Pages

Sunday 17 October 2021

God 4.0: Book Review

★★★★★ Psychologist Robert Ornstein and Sally M. Ornstein published God 4.0: On the Nature of Higher Consciousness and the Experience Called “God” on 15 October 2021 and you can find it worldwide in affordable paperback, ebook, and audio editions, and at Goodreads.

God 4.0 front cover.

According to the publisher's blurb, the work is “A stunning unification of science and tradition for a revolutionary new concept of spirituality to address the challenges of the modern world.” It follows on from Robert Ornstein's pioneering research laid out in The Psychology of Consciousness, and The Evolution of Consciousness, among many other works, and draws on modern research "from neuropsychology and religion, to evolutionary psychology, anthropology, archaeology, and genetics".
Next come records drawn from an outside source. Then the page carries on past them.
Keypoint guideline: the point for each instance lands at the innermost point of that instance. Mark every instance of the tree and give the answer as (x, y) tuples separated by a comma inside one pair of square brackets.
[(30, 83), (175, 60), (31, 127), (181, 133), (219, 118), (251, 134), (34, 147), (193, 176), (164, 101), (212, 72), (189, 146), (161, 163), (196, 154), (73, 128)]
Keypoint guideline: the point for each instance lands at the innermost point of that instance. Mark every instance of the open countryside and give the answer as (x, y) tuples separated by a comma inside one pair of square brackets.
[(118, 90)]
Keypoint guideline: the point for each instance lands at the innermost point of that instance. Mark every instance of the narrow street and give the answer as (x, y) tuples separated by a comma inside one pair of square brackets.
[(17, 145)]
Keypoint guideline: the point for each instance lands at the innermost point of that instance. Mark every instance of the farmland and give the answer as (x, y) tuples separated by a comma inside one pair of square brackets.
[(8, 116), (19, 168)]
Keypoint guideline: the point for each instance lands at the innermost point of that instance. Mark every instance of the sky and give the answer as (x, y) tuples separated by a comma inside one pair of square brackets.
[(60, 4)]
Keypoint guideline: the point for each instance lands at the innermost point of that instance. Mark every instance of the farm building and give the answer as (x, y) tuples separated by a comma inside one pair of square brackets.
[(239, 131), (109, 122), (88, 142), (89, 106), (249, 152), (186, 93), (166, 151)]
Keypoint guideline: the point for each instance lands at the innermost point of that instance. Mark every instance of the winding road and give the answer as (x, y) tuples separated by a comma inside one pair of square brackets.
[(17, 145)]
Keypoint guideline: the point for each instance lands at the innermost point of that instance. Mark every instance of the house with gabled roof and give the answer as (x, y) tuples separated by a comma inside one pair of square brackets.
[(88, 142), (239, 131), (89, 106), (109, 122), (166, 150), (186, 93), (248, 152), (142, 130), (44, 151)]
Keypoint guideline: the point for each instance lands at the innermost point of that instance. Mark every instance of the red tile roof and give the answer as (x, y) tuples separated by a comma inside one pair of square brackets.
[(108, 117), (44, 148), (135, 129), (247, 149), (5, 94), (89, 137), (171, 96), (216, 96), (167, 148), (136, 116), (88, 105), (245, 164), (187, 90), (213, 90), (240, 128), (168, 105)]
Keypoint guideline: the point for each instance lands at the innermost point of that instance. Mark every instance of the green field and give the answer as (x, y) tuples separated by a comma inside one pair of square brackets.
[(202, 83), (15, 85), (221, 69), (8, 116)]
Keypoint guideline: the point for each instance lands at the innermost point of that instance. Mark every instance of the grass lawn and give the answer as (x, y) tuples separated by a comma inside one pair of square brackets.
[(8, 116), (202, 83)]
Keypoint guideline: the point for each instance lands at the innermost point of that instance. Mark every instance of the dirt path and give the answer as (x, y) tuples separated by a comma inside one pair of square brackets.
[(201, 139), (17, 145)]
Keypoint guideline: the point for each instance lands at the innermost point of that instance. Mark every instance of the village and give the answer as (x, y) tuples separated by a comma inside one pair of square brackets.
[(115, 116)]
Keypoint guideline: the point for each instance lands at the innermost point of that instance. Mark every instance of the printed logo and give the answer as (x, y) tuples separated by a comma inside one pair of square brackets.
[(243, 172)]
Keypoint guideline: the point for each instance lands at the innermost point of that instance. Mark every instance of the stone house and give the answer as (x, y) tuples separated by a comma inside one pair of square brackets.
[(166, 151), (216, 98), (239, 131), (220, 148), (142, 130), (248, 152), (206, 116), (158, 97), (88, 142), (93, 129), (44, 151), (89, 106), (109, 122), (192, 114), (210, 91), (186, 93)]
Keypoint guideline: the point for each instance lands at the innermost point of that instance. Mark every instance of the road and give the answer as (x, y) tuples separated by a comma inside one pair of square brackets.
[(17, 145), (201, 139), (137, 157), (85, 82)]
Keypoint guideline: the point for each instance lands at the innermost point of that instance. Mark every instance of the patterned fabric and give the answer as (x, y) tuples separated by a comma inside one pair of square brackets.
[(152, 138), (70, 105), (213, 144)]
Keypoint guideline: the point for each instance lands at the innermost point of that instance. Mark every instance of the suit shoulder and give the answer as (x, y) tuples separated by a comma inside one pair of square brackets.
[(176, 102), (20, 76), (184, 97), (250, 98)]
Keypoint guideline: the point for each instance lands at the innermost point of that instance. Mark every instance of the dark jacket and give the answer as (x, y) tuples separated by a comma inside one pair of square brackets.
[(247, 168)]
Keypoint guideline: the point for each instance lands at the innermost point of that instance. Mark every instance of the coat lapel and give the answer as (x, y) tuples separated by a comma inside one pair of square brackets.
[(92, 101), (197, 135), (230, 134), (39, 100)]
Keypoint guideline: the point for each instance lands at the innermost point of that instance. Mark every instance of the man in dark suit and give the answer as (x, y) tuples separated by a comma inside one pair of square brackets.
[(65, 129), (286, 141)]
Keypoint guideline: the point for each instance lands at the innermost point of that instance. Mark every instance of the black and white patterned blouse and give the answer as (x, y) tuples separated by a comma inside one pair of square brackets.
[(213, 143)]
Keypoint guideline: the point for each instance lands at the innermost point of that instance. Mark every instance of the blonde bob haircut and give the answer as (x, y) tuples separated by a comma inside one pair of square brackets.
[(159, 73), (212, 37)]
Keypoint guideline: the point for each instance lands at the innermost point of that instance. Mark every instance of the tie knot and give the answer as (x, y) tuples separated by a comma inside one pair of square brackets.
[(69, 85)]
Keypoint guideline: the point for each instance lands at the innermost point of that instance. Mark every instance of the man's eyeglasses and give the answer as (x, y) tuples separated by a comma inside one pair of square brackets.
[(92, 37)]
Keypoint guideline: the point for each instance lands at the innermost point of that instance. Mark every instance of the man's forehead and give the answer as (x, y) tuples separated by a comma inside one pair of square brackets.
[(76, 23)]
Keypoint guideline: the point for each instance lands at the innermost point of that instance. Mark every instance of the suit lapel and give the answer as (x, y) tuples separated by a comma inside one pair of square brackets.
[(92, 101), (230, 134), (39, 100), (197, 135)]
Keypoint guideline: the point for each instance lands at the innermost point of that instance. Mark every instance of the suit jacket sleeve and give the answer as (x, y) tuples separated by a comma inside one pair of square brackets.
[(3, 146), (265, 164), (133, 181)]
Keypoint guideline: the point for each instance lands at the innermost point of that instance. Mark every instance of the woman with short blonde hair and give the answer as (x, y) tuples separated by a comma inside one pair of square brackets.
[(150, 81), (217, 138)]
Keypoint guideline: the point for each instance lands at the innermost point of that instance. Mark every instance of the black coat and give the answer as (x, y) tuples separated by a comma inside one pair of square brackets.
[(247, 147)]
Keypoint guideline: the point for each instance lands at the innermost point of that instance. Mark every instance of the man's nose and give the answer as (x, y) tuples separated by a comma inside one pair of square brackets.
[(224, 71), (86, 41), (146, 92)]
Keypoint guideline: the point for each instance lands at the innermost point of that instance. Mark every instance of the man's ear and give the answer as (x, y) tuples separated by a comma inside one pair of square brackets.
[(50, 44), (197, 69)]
Followers of the Sufi thinker and author Idries Shah, and fans of Robert Ornstein, Sally Ornstein and the Institute for the Study of Human Knowledge (ISHK) will lap this book up, as will those with an interest in spirituality, those hesitant to dip their toes into spiritual waters, and like-minded heretics (ie "free thinkers").

God 4.0 is quite sharply focussed, whereas Iain McGilchrist's magna opera The Master and his Emissary: The Divided Brain and the Making of the Western World, and The Matter with Things: Our Brains, Our Delusions, and the Unmaking of the World, which explore similar and other topics, are panoramic in scope.

The critical path here is the gap between the theory (“know what”) and praxis (“know how”) of nurturing and developing higher consciousness. Things like immersion in Sufi teaching stories and in poetry (among other arts, crafts, and creative and imaginative endeavours) that stimulate the right hemisphere of the brain (and promote holistic experience – though with the left brain a faithful servant of the right) can hopefully bridge that gap and provide a new pathway that is available to the many, rather than how it has been in the past only open to a select or elite few largely under the direct physical guidance of teachers.

In this age of ever-increasing escalations in our societal and global woes and crises, there is a desperate need for change before it's too late to act – change that must come first and foremost from within each of us. And this is where this work can make a useful and timely contribution.

On this basis, I unhesitatingly give the book 5 stars.